Nie oznacza to oczywiście paraliżu gmin, miast, powiatów i województw. Najpóźniej do końca 2006 roku musiały być gotowe projekty uchwał budżetowych na bieżący rok. Zgodnie z ustawą o finansach publicznych projekty musiały być przedstawione przez władze wykonawcze radzie oraz regionalnej izbie obrachunkowej do 15 listopada. Termin ten jednak ma charakter instrukcyjny, za jego niedotrzymanie nie grozi bowiem żadna kara.

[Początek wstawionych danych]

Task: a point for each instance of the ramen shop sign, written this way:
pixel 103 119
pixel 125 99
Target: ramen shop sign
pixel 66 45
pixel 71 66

Natomiast 31 grudnia to ustawowo ostatni dzień na uchwalenie budżetu. Ale i ten termin nie jest ostateczny. W "szczególnie uzasadnionych przypadkach" ustawa zostawia uchyloną furtkę: rada może przyjąć uchwałę budżetową później, ale nie później niż 31 marca. W takich sytuacjach od początku roku do dnia uchwalenia budżetu jednostka samorządu może funkcjonować na podstawie jego projektu. Dlatego ostatecznym terminem na sporządzenie projektu był ostatni dzień roku. - Inaczej 1 stycznia samorząd musiałby przestać działać - mówi Stanisław Srocki, prezes Regionalnej Izby Obrachunkowej z Białegostoku.

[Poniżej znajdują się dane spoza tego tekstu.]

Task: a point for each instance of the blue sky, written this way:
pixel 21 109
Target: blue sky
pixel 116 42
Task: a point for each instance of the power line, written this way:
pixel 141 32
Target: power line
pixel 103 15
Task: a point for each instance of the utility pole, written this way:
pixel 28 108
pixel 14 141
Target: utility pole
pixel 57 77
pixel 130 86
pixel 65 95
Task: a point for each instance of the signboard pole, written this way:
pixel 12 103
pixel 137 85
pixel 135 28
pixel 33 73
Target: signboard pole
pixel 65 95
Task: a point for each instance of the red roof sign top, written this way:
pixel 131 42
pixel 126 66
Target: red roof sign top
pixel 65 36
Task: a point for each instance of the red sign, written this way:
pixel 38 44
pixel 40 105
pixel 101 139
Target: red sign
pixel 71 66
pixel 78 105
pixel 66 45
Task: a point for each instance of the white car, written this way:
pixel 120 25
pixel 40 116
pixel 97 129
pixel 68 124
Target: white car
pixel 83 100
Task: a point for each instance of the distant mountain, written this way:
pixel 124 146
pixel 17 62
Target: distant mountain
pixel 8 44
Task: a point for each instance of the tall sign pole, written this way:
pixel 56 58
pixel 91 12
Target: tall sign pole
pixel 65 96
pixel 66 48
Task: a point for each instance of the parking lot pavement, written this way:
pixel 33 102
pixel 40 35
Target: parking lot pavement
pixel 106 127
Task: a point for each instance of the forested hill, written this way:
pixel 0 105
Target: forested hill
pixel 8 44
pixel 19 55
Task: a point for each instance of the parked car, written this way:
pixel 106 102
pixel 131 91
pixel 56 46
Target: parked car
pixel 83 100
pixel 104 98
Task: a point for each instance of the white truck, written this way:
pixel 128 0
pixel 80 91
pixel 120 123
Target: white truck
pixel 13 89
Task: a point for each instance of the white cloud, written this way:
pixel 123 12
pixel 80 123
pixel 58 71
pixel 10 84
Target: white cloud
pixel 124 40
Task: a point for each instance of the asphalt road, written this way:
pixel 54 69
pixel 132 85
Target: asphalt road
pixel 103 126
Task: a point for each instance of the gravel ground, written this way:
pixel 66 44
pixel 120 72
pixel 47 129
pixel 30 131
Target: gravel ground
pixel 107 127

W praktyce projekty gotowe są wcześniej. Z reguły wcześniej gotowe są także uchwały budżetowe. Ale nie w tym roku.-Na 164 samorządy z terenu województwa kujawsko-pomorskiego uchwalone są dwa budżety: miasta Mogilno i gminy Inowrocław - informuje Tadeusz Dobek, prezes Regionalnej Izby Obrachunkowej w Bydgoszczy (dane z 29 grudnia). - To ewenement. W ostatnich latach 50 - 60 proc. jednostek samorządowych uchwalało budżety do 31 grudnia. Wyjątkiem był wyborczy rok 2002 r., ale i wówczas 38,5 proc. jednostek przyjęło w pierwszym terminie ustawowym budżet na 2003 r.
Podobnie jest gdzie indziej. - W województwie podlaskim na 134 jednostki i związki samorządowe do końca roku do RIO wpłynęła tylko uchwała budżetowa miasta Brańsk. W ostatnich dniach roku odbywało się jeszcze kilka budżetowych sesji rad - podaje Stanisław Srocki.
-W województwie dolnośląskim na 210 jednostek wpłynęło do nas dosłownie klika uchwał budżetowych - mówi Bogdan Cybulski, prezes RIO we Wrocławiu. - Nie przypominam sobie czegoś takiego. To wyjątkowa sytuacja nawet w porównaniu z rokiem poprzednich wyborów.